On-Site Magazine

It’s good to belong

By Adam Freill   

Health & Safety Labour

New research examines the influence of employee belonging on wellbeing, quiet quitting, and employee engagement.

Employees who don’t feel like they belong are more likely to consider quitting their job due to mental health concerns. That was one of several key findings in a recent study about workplace culture and retention by LifeSpeak, a global workplace wellbeing consulting firm for employers and health plans.

In addition to uncovering a connection between high belonging scores and positive wellbeing outcomes, the study also indicates that disparities exist between men and women when it comes to workplace mental health.

“The hiring and retention trends of recent years have made it clear that individuals want more from their employers than just a paycheck.
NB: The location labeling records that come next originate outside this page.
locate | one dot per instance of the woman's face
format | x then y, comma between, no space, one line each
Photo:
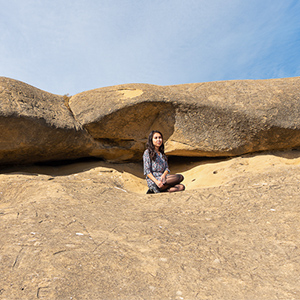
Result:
157,140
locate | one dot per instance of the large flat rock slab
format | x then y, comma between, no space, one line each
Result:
80,234
203,119
227,118
38,126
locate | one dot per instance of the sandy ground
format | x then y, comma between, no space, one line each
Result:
87,230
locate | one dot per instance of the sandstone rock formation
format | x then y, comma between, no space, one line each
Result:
203,119
225,118
38,126
80,231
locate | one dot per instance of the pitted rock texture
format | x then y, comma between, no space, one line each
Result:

Employees are making job choices based on an alignment of values and cultural factors, such as diversity, inclusion, and support for wellbeing and a balanced life,” said Michael Held, founder and CEO of LifeSpeak. “Our latest research underscores these trends and suggests that by focusing on creating a healthy culture and supporting whole-person wellbeing, employers can create a sense of belonging that has a ripple effect of positive health and business outcomes.”

The goals of the study were to measure how employees perceive their own physical and mental wellbeing in connection to the workplace benefits their employers offer; gauge employer versus employee perceptions of cultural wellbeing support; and explore the connection between workplace wellbeing strategies and employer outcomes.


The study indicates that employees with low belonging scores are almost 60 per cent more likely to consider quitting their job due to mental health concerns.

Despite this, employees felt less comfortable talking about their health and wellbeing needs at work in 2022 compared to 2021. Women in the study were 30 per cent more likely than men to say their employer doesn’t offer a culture of health and wellbeing, and employees of color were 50 per cent more likely to use employer-sponsored health and wellbeing resources on a monthly basis.

“Quantifying the connection between employee belonging, workplace culture, and benefits is important not only for HR, but C-suite leaders should also take note,” said Held. “Because when employers consistently and authentically commit to nurturing a culture that supports employees with relevant and accessible benefits, they can mitigate negative employment trends, while bolstering business performance.”

Companies in the study that follow workplace wellbeing best practices reported that employees were 18 per cent more productive, easier to recruit, and showed nearly eight per cent greater engagement.

“This intelligence adds to the growing base of knowledge about workplace health and wellbeing, and the crucial role that employers and business leaders at all levels of an organization play in creating a culture that allows employees – and businesses – to thrive,” said Held.